Give the Day a Chance to Start

give the day a chance to start

Saturday, July 29, 2006

Point and click


I came accross this photograph I'd taken in Sonya's Garden in Tagaytay. We went there so many months ago that I'd already forgotten about the whole trip, much less this snapshot. Seeing the photo, though, made me remember my passion for photography. What used to be a hobby has sadly turned into one of my many frustrations.

It wasn't so many years back that I frequently took photographs of almost anything and everything. Back in high school, I surprisingly even won awards for categories such as Photojournalism, Still Life, and Character Portrait. Black and white photography was what I did best, too. I took lessons from Raymund Lauchengco, knew all about the proper aperture and shutter speed, and best of all, captured priceless moments with a legit SLR.

Now I ask myself: Whatever came of that hobby? Was it just a pastime? I don't think so because I never got tired of it. I never lost interest. I always loved, and still love, pointing and clicking. It's sad to think that maybe I just "got too busy"--lame excuse as that is. But I can't pinpoint not pursuing that passion further to any other cause. Now that I'm reminded of how much photography meant to me, I'm reluctant about getting started again for fear that I've already lost it... you know, the ability to capture. Not to mention the fact that photography is one time-consuming and expensive hobby!

If I had the time and the resources, would I even be any good? Did I really have potential back in the day? I can only wonder at this point.


posted by mari_elle at 22:07
tell marielle? (6)

Saturday, July 15, 2006

Lewis never disappoints

I finally finished a book I started reading eons ago--Out of the Silent Planet by C.S. Lewis (who is, by the way, my favorite author). I cannot believe I put off reading it for so long! It's without doubt, one of the most enthralling works of fiction I have ever read.

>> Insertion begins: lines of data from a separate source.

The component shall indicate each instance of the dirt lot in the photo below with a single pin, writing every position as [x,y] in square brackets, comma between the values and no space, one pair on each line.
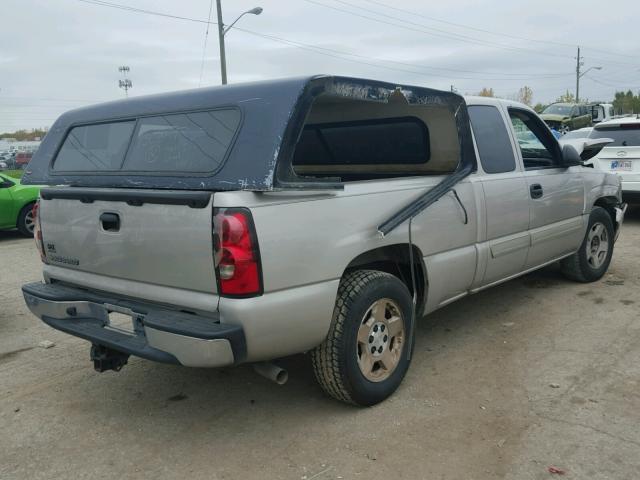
[478,402]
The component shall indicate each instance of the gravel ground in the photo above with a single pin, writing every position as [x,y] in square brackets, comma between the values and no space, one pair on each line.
[535,373]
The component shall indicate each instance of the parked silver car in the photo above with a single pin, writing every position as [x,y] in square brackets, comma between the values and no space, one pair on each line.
[325,215]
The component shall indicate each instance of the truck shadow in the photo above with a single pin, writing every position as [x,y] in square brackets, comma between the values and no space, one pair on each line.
[235,401]
[8,235]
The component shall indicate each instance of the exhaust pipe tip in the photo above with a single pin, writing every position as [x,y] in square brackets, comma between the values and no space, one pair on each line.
[272,372]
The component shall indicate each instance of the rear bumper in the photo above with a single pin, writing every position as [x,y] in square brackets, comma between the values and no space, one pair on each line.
[158,334]
[629,186]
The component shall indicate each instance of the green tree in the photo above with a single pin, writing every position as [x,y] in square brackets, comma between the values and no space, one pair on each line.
[539,107]
[567,97]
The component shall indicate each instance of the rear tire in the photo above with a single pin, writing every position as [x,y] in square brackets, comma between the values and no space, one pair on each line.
[592,260]
[365,355]
[25,220]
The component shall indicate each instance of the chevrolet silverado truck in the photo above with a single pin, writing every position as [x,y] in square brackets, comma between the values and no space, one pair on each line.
[245,223]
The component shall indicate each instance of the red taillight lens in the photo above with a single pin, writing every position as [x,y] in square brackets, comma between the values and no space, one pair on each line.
[37,231]
[237,258]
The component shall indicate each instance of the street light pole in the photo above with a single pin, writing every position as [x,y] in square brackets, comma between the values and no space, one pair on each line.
[578,65]
[223,57]
[223,31]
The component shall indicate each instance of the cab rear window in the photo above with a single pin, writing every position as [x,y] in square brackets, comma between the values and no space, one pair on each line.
[195,142]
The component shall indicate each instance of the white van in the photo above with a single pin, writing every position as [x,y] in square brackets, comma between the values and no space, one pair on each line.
[622,156]
[601,112]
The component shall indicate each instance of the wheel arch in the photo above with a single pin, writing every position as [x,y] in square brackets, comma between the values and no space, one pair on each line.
[608,203]
[396,260]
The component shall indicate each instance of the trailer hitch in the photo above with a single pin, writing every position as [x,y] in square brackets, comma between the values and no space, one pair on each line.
[104,358]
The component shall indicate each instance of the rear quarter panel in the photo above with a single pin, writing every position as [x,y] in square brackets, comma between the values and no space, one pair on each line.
[307,240]
[312,237]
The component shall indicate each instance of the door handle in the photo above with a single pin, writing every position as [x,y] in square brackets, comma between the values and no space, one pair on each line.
[110,222]
[535,190]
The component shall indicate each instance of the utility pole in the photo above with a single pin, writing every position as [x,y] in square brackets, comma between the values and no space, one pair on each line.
[223,31]
[223,57]
[125,83]
[579,63]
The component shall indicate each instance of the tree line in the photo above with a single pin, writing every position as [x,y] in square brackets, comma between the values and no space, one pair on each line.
[25,135]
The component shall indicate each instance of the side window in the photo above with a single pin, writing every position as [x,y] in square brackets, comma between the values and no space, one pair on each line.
[538,146]
[494,146]
[364,149]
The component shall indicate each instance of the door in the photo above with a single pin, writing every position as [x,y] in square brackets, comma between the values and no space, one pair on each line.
[556,194]
[506,202]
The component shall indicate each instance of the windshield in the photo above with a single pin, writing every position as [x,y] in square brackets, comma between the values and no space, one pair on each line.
[559,110]
[625,135]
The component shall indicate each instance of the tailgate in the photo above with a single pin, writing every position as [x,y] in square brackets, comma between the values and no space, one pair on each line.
[159,237]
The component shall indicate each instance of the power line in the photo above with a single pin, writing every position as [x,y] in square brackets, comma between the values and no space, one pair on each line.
[206,37]
[445,34]
[499,34]
[430,30]
[336,54]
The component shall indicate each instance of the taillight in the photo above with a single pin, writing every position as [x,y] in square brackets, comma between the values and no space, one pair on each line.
[37,231]
[237,258]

In it, Lewis yet again captures the depth, value, and essence of human existence and even more importantly, the extent to which we have fallen, in no less than a science-fiction trilogy. Of course, I have yet to read the other two parts of the series (Perelandra and That Hideous Strength) before offering my opinions on them. The first, though, is definitely a must-read. I'm not even a fan of sci-fi. Believe me, I'd rather do nothing and die of sheer boredom than watch five minutes of Star Trek (sorry to all fans of that show. it's just a matter of taste!). But for reasons made possible only by an author such as Lewis, this particular book appealed to me. It goes beyond literary taste, I guess. It's message was one which I'd been familiar with all my life. To have read it conveyed in such an interesting and unique new way, though, was quite refreshing for me. I can't wait to start on the other two books! So, after the longest hiatus, I'm putting my bookworm cap back on.

posted by mari_elle at 22:42
tell marielle? (3)

Friday, July 07, 2006

Nourishment

Ever since I started working, I'd been having difficulty finding time for myself, more so, time spent with God. I haven't even opened my Bible in months. Considering how I'd consistently read and study God's word everyday when I was younger, that really spells Spiritual starvation. The moment my alarm clock rings every morning, I get up, slap myself awake, and start my day in a rush. The minute I lie on my bed at night, I'm asleep before my head hits the pillow. I must admit that I haven't quite been the same since I inadvertently started neglecting the most important time of the day. I still need my Spiritual nourishment. No wonder I've been feeling weak and inequipped to face the challenges of each day.

Thank goodness for the internet. I can now take even just a few minutes off any hectic day, click away, and get my daily dose of enlightenment. How wonderful to have the Daily Bread available on the net. I was actually looking for an online Campus Journal, but then I realized that I'm no longer a student. Hahaha... Here's the link. Daily Bread

Check it out. It keeps me grounded and sane even in the craziest of crazy work days.